It was November 14, 2009 when I took my last birth control pill. My husband and I decided that 2010 was the year we were going to have a baby. I went to the OB in December for my yearly well-woman visit and talked to my doctor about our plans to try to conceive. She wrote me a prescription for prenatal vitamins and said, “It takes most couples your age six to eight months of trying before the they are successful. Just have fun.”
We continued to use protection until January and in our first unprotected cycle were blessed enough to get pregnant. I was that woman: the one whom women who have been trying to conceive for years, want to punch in the uterus.
Here I am, a year later, a year after stopping my birth control pill, one unsuccessful pregnancy later wondering, “What the hell happened?”
I know I’m being a whiny little…ahem. I know there are women out there who want to punch me in my uterus and say “At least you were able to get pregnant once. That means you can do it again.” I know that I have no room to complain because we haven’t been actively and unsuccessfully trying for more than 12 consecutive months and therefore, I’m not technically infertile.
But I do wonder, what if my first pregnancy was my last pregnancy? How does this story end? Is it happily ever after as so many people try to reassure me? Or is it simply The End? How do I know if I’m on the last page of the last chapter or if I’m just in the middle of the book?
My mom is the kind of person who reads the end of the book before she reads the beginning. If the end is worth it, she’ll go back and read the rest. I wish I could skip ahead to the end of my story to see what kind of ending it has.
I’ve been taking my progesterone pills for a week now. My face looks like a war zone, my bowels are in distress, and I’m pretty sure that a nitroglycerin plant could explode just outside my bedroom and I wouldn’t notice. I have a window of about 45 minutes between taking the pill and entering into a coma. On the plus side, I’m getting some great sleep.
Waking up the next day is a bit of a challenge and I think the extra hormones are eating brain cells because I left the pill bottle in my gym bag and left the gym bag in my car. If you want to know what I found when I opened the bottle that night, put a few jellybeans in the microwave for thirty seconds.
The next day, I sheepishly showed the pharmacist my ‘whoops.’ Her eyes popped out of her head and she said, “Wow. Oh. Hmmm.” Thanks lady. Yeah. I know I’m supposed to keep the pills in a cool dark place.
I watched her put the melted, rubbery yellow hunk in the palm of her hand and take it to the back to find out if they could replace the prescription with the ‘damaged’ feature of my insurance plan. You would have though she was carrying a tiny rhinoceros in the palm of her hand by the reactions of the staff in the back. Through the glass, I saw raised eyebrows and confused faces. Seriously guys. I can’t be the first person to have done this. I’ve been really careful with my replacement pills, especially since I had to pay full price for half the pills.
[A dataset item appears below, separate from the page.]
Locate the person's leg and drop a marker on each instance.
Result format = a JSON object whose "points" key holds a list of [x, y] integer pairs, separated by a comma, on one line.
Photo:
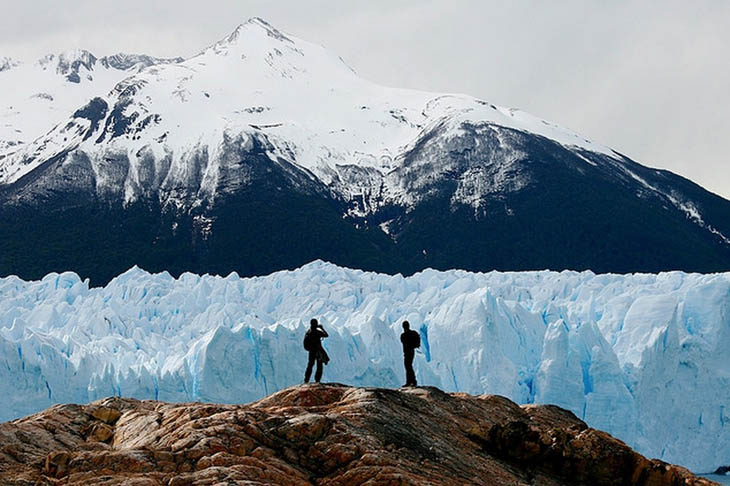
{"points": [[310, 364], [410, 374], [318, 373]]}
I have three more days with this round. Then we wait for the magic to happen. Supposedly, my body will recognize the rapid decline in the hormone and Aunt Flo will show up. From there, we wait until cycle day 21. On that day, I run to the doctor without passing go and get my blood drawn. The results will tell us whether I am ovulating.
If I am, then I’ll continue taking the progesterone and hope that our routine — I mean our every-other -day romantic rendezvous’, result in a pregnancy. If I’m not ovulating, then we have to make a decision about whether to start a course of egg-releasing pills.
Thanks a lot body. This is so much fun.